Rajoy gets no concessions on Gibraltar

London refuses to discuss the Rock's future without appeal to its inhabitants

David Cameron and Mariano Rajoy at 10 Downing Street this week.
David Cameron and Mariano Rajoy at 10 Downing Street this week.PETER MACDIARMID (GETTY IMAGES)

Neither the threats accompanying Argentina's claim to the Falklands, nor the cordial approach of an EU partner and ally such as Spain in its claim to Gibraltar, seem to have the least effect on London's stony refusal to negotiate on the future of its last colonies. In spite of the ideological affinity that both men emphasized in their first personal encounter on Tuesday, Spanish Prime Minister Mariano Rajoy did not manage to extract the tiniest concession from his British counterpart, David Cameron.

In their media appearance after a lunch at No. 10 Downing Street, the two leaders admitted they had different positions on the contentious issue, their only agreement being that their respective foreign ministers, William Hague and José Manuel García-Margallo, would go on discussing it.
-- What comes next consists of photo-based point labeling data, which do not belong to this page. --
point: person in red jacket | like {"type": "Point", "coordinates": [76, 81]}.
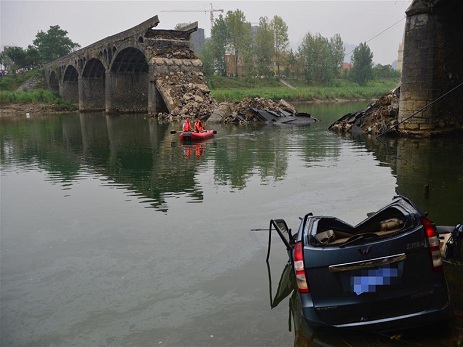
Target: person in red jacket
{"type": "Point", "coordinates": [199, 126]}
{"type": "Point", "coordinates": [187, 125]}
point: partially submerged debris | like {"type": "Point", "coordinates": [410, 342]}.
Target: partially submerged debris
{"type": "Point", "coordinates": [377, 118]}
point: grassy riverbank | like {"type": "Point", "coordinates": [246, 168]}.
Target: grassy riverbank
{"type": "Point", "coordinates": [232, 89]}
{"type": "Point", "coordinates": [222, 89]}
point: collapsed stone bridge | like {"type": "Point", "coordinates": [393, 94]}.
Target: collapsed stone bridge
{"type": "Point", "coordinates": [133, 71]}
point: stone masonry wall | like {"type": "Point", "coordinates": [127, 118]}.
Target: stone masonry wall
{"type": "Point", "coordinates": [432, 65]}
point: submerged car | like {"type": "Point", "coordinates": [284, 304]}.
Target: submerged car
{"type": "Point", "coordinates": [383, 274]}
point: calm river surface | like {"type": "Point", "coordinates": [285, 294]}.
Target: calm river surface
{"type": "Point", "coordinates": [115, 234]}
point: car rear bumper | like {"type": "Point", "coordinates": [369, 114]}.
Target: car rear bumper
{"type": "Point", "coordinates": [393, 323]}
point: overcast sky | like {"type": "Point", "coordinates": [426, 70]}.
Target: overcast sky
{"type": "Point", "coordinates": [379, 23]}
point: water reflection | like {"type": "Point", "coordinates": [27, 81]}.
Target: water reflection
{"type": "Point", "coordinates": [115, 171]}
{"type": "Point", "coordinates": [143, 156]}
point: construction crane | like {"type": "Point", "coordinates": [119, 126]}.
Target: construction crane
{"type": "Point", "coordinates": [212, 10]}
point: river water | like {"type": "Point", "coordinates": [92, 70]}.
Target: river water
{"type": "Point", "coordinates": [115, 234]}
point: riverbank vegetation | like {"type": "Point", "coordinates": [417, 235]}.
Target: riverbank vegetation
{"type": "Point", "coordinates": [239, 61]}
{"type": "Point", "coordinates": [235, 89]}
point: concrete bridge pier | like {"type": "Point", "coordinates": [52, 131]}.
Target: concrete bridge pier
{"type": "Point", "coordinates": [432, 66]}
{"type": "Point", "coordinates": [91, 94]}
{"type": "Point", "coordinates": [126, 92]}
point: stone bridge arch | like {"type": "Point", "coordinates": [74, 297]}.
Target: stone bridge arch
{"type": "Point", "coordinates": [69, 86]}
{"type": "Point", "coordinates": [92, 86]}
{"type": "Point", "coordinates": [127, 81]}
{"type": "Point", "coordinates": [120, 72]}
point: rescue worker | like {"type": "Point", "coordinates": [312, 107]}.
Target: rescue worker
{"type": "Point", "coordinates": [199, 126]}
{"type": "Point", "coordinates": [187, 125]}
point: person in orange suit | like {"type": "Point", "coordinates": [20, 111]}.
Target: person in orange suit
{"type": "Point", "coordinates": [187, 125]}
{"type": "Point", "coordinates": [199, 126]}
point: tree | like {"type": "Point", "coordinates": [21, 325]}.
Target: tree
{"type": "Point", "coordinates": [362, 64]}
{"type": "Point", "coordinates": [237, 30]}
{"type": "Point", "coordinates": [385, 71]}
{"type": "Point", "coordinates": [337, 53]}
{"type": "Point", "coordinates": [53, 44]}
{"type": "Point", "coordinates": [281, 41]}
{"type": "Point", "coordinates": [13, 58]}
{"type": "Point", "coordinates": [207, 59]}
{"type": "Point", "coordinates": [219, 39]}
{"type": "Point", "coordinates": [321, 58]}
{"type": "Point", "coordinates": [264, 47]}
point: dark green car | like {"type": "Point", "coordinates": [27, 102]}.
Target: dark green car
{"type": "Point", "coordinates": [383, 274]}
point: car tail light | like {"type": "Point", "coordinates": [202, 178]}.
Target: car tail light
{"type": "Point", "coordinates": [299, 269]}
{"type": "Point", "coordinates": [433, 239]}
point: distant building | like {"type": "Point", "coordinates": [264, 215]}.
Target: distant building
{"type": "Point", "coordinates": [346, 66]}
{"type": "Point", "coordinates": [197, 40]}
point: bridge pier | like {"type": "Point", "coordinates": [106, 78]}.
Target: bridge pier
{"type": "Point", "coordinates": [432, 66]}
{"type": "Point", "coordinates": [126, 92]}
{"type": "Point", "coordinates": [91, 94]}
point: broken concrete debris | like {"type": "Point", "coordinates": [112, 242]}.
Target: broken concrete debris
{"type": "Point", "coordinates": [186, 94]}
{"type": "Point", "coordinates": [377, 118]}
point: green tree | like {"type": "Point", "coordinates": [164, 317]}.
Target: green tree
{"type": "Point", "coordinates": [337, 54]}
{"type": "Point", "coordinates": [385, 72]}
{"type": "Point", "coordinates": [13, 58]}
{"type": "Point", "coordinates": [362, 64]}
{"type": "Point", "coordinates": [264, 47]}
{"type": "Point", "coordinates": [207, 58]}
{"type": "Point", "coordinates": [53, 44]}
{"type": "Point", "coordinates": [219, 39]}
{"type": "Point", "coordinates": [291, 64]}
{"type": "Point", "coordinates": [237, 30]}
{"type": "Point", "coordinates": [281, 41]}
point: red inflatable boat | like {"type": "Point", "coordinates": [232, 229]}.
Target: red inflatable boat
{"type": "Point", "coordinates": [194, 136]}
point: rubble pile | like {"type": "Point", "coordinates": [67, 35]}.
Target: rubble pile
{"type": "Point", "coordinates": [380, 116]}
{"type": "Point", "coordinates": [185, 94]}
{"type": "Point", "coordinates": [170, 49]}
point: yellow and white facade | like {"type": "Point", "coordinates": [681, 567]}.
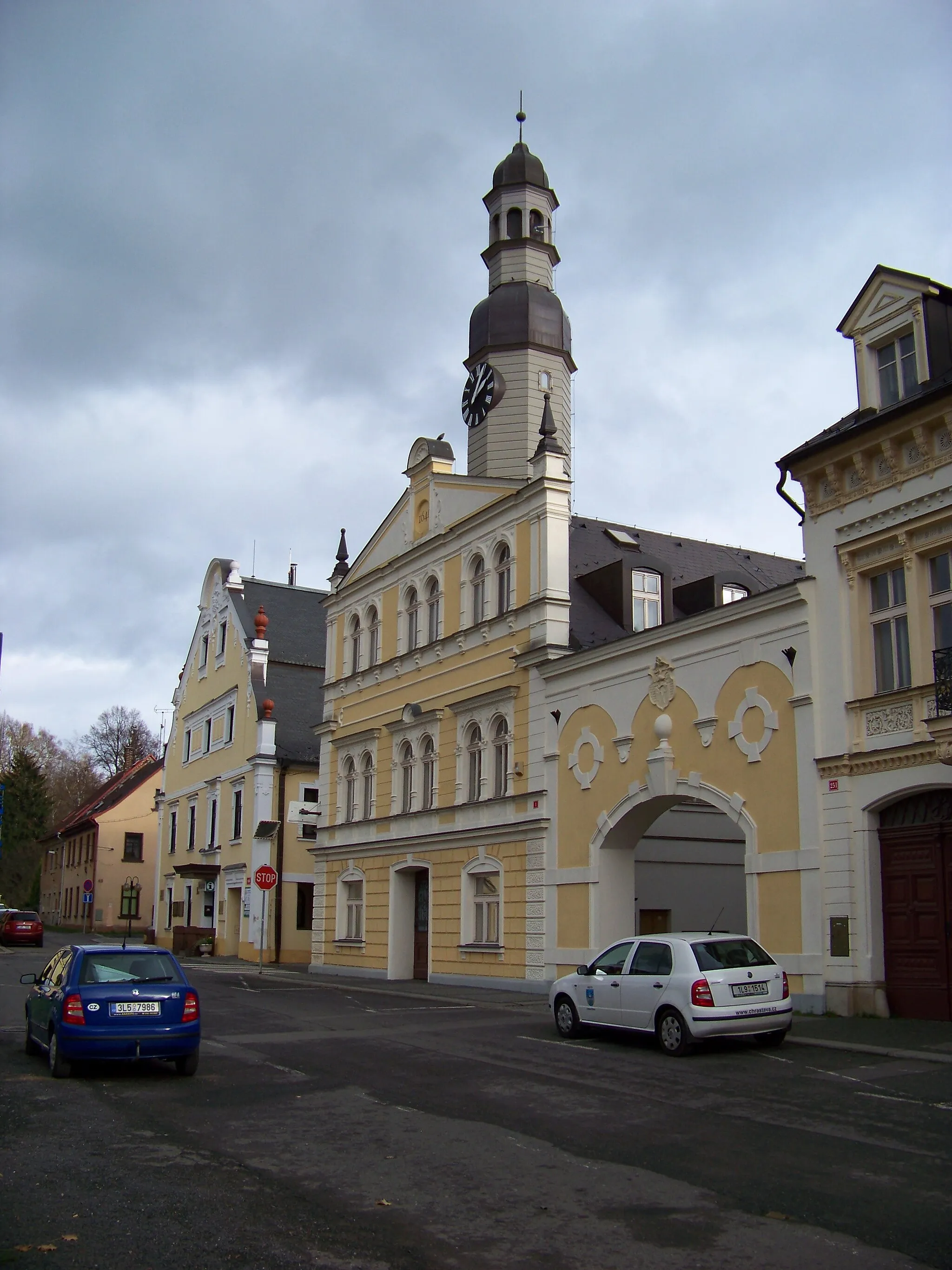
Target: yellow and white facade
{"type": "Point", "coordinates": [240, 753]}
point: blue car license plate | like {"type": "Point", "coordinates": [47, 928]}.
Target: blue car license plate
{"type": "Point", "coordinates": [751, 990]}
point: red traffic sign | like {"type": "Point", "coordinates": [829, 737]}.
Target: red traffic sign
{"type": "Point", "coordinates": [266, 878]}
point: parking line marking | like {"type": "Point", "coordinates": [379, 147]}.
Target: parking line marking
{"type": "Point", "coordinates": [565, 1044]}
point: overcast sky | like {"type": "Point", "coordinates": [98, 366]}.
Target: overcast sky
{"type": "Point", "coordinates": [240, 244]}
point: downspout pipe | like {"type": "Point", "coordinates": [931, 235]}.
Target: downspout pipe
{"type": "Point", "coordinates": [786, 497]}
{"type": "Point", "coordinates": [280, 863]}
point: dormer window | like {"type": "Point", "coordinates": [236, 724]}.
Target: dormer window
{"type": "Point", "coordinates": [645, 601]}
{"type": "Point", "coordinates": [897, 366]}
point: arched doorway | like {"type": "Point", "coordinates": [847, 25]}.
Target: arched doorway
{"type": "Point", "coordinates": [916, 861]}
{"type": "Point", "coordinates": [671, 864]}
Cameron, however, left no room for hope. After emphasizing that his position "has not changed," he insisted that it was the people of Gibraltar who "must decide on their future."

"We are not going to negotiate about Gibraltar without bringing in the Gibraltarians. That has to be understood," he added.

Though Rajoy was laconic in his public appearance, sources in the prime minister's office explained he had endeavored to put his host in Madrid's position. To wit: that there are two separate planes of dialogue, one concerning sovereignty, reserved to Spain and the United Kingdom; and another concerning cross-border cooperation, in which the two countries' authorities need to participate along with the representatives of the Rock and of the district on the Spanish side. But neither on the first, which concerns the nucleus of the conflict, nor on the second, of local character, was any compromise reached.

What Cameron and Rajoy did agree on was that the letter they have addressed to the presidents of the European Commission and the European Council, which has also been signed by 10 other European leaders - but not French President Nicolas Sarkozy nor German Chancellor Angela Merkel - "is not a front of anyone against anyone" and is open to new signatories.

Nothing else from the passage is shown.